But I know a TON of good guys.
Pretty much every woman I know is married to a great guy. With few exceptions. And they’re still married for a reason. They love their wives, treat them well, and can’t live without them.
Every guy in my family is a good guy too. At my aunt’s service, my uncle got up and said, “When Sandra got to heaven they didn’t say welcome. They said welcome back.” My sister and I looked at each other and whispered the same thing. In a family of men like this, how did we choose the guys we chose?
My father-in-law? Another truly great man. He didn’t speak of his wife, he sang her praises. He put her on a pedestal. I asked my husband what happened to him. How could he have a father like that and not carry it to the next generation?

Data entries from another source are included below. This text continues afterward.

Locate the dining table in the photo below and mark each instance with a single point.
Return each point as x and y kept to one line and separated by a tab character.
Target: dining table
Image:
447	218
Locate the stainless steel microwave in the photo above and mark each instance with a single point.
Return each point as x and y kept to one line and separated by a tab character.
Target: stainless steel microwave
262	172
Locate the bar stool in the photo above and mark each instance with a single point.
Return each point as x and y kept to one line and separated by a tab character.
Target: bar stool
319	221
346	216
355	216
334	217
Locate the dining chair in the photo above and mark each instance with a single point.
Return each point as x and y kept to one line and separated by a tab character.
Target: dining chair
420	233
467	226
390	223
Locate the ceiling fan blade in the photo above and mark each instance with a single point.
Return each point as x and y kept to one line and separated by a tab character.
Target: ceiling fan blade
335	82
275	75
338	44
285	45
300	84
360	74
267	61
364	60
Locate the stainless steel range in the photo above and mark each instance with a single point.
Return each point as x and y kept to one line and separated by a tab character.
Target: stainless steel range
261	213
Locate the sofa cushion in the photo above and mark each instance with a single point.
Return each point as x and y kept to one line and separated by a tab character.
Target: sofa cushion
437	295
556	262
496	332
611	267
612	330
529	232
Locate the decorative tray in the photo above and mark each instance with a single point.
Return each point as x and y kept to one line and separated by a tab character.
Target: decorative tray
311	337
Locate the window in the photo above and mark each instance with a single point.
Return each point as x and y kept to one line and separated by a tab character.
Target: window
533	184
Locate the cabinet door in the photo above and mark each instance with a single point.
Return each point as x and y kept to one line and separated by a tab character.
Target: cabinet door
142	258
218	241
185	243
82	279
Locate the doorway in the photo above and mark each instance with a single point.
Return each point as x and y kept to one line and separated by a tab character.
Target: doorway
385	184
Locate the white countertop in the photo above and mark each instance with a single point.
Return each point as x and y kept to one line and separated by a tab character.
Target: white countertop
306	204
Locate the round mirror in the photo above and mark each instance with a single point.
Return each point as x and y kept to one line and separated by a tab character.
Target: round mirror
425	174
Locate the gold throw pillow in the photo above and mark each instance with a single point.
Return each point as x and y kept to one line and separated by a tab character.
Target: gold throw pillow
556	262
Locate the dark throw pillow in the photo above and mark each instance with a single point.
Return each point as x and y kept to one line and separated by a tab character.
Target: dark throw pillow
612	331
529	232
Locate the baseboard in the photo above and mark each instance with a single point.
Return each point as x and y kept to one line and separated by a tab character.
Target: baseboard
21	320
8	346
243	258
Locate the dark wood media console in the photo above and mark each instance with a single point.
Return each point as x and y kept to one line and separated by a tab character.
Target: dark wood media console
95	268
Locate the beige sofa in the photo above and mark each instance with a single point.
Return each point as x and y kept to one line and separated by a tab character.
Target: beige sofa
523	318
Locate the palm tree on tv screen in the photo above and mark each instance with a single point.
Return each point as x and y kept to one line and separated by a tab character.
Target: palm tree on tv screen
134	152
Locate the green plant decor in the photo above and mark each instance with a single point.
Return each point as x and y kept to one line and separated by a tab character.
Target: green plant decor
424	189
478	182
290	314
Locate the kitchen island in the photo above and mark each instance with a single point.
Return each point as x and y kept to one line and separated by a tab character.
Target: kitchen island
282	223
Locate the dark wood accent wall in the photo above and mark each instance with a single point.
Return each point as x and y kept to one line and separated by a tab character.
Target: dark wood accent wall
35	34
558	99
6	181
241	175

I got my answer one day in marriage counseling. I met with the therapist individually and he said, “Colleen, you put your husband on a pedestal.”
Oops!
It turns out I was the soprano in our relationship.
Hard to believe now. The last few years of marriage and divorce swept him right off of that podium. But before his bad behavior and financial abuse, I was a version of my father-in-law. I was proud of my husband and who he was.
I never noticed my husband didn’t sing my praises.
It was my sister who pointed it out to me.
She’s insightful and asked if he ever complimented me. I could only come up with two examples. He would tell me I looked nice and I was pretty. That’s it. Nothing else. He didn’t say I was caring, generous, kind, a good writer, a good marketer, entertainer, or problem-solver…nada…nothing. Not even at the beginning of our marriage.
I can’t really blame him because it’s absurd I never noticed.
Is there hope for me in the dating world? Yes. Because I know divorced women who have met seriously good guys. I’m trying to be open-minded. But it’s hard not to admire the men who got it right.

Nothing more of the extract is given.